I recently hired a college-age neighbor to clear brush at my mom’s house.  I told him he could earn some extra cash to buy tunes for his Ipod.  “I don’t buy tunes, I download them,” he said.  I walked away sadly.  I know his mother and she pays for what she uses.

What we value, we pay for.

When he finishes the job and comes to my door, maybe I won’t pay him.  I’ll tell him that if he doesn’t value the work of the musicians he listens to, I won’t value his work either. 

But I’m not that kind of person. 

Does he value only the people he can actually see.  Does he value me?  If I did work for him, would he pay me?  (I did work for him once and his parents offered to pay me.)

If his favorite band came to town, would he pay for tickets?  Would he purchase their CD? 

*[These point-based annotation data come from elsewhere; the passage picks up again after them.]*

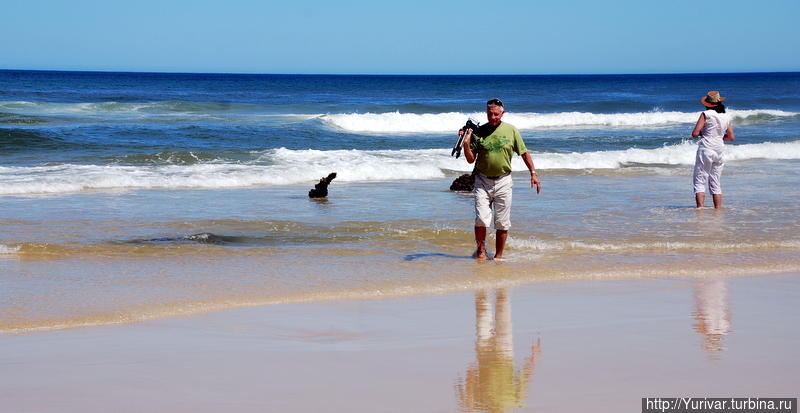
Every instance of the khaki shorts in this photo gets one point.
(493, 193)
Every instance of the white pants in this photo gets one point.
(493, 192)
(708, 168)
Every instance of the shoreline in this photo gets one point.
(601, 344)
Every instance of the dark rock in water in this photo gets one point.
(208, 238)
(463, 183)
(321, 189)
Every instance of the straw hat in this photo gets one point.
(712, 99)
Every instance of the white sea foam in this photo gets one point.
(6, 250)
(287, 167)
(539, 245)
(396, 122)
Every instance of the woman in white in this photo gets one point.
(713, 128)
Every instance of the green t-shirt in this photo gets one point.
(495, 150)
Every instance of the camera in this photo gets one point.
(471, 124)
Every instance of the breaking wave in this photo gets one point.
(396, 122)
(289, 167)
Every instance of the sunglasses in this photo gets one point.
(495, 102)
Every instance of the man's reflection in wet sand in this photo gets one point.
(712, 316)
(492, 384)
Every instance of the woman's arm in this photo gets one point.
(729, 135)
(699, 126)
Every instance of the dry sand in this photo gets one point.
(596, 345)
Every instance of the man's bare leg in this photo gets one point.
(717, 200)
(480, 240)
(700, 199)
(500, 242)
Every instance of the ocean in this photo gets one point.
(132, 196)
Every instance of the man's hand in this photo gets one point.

Perhaps to value he must see.  Do we value only what we can see?  What does it mean to see?  Do we see, truly see, the cashier at the checkout, the waiter in the restaurant, the gas station attendant?  Even if they are not tipped, do we value them enough to converse?  To see them as people like us?

What do you value?  Who do you devalue?  Maybe it's time to take a second look.

1 comment:

  1. Maybe you should do just least at first to make a point. It also saddens me that people steal in all kinds of ways that they don't even notice.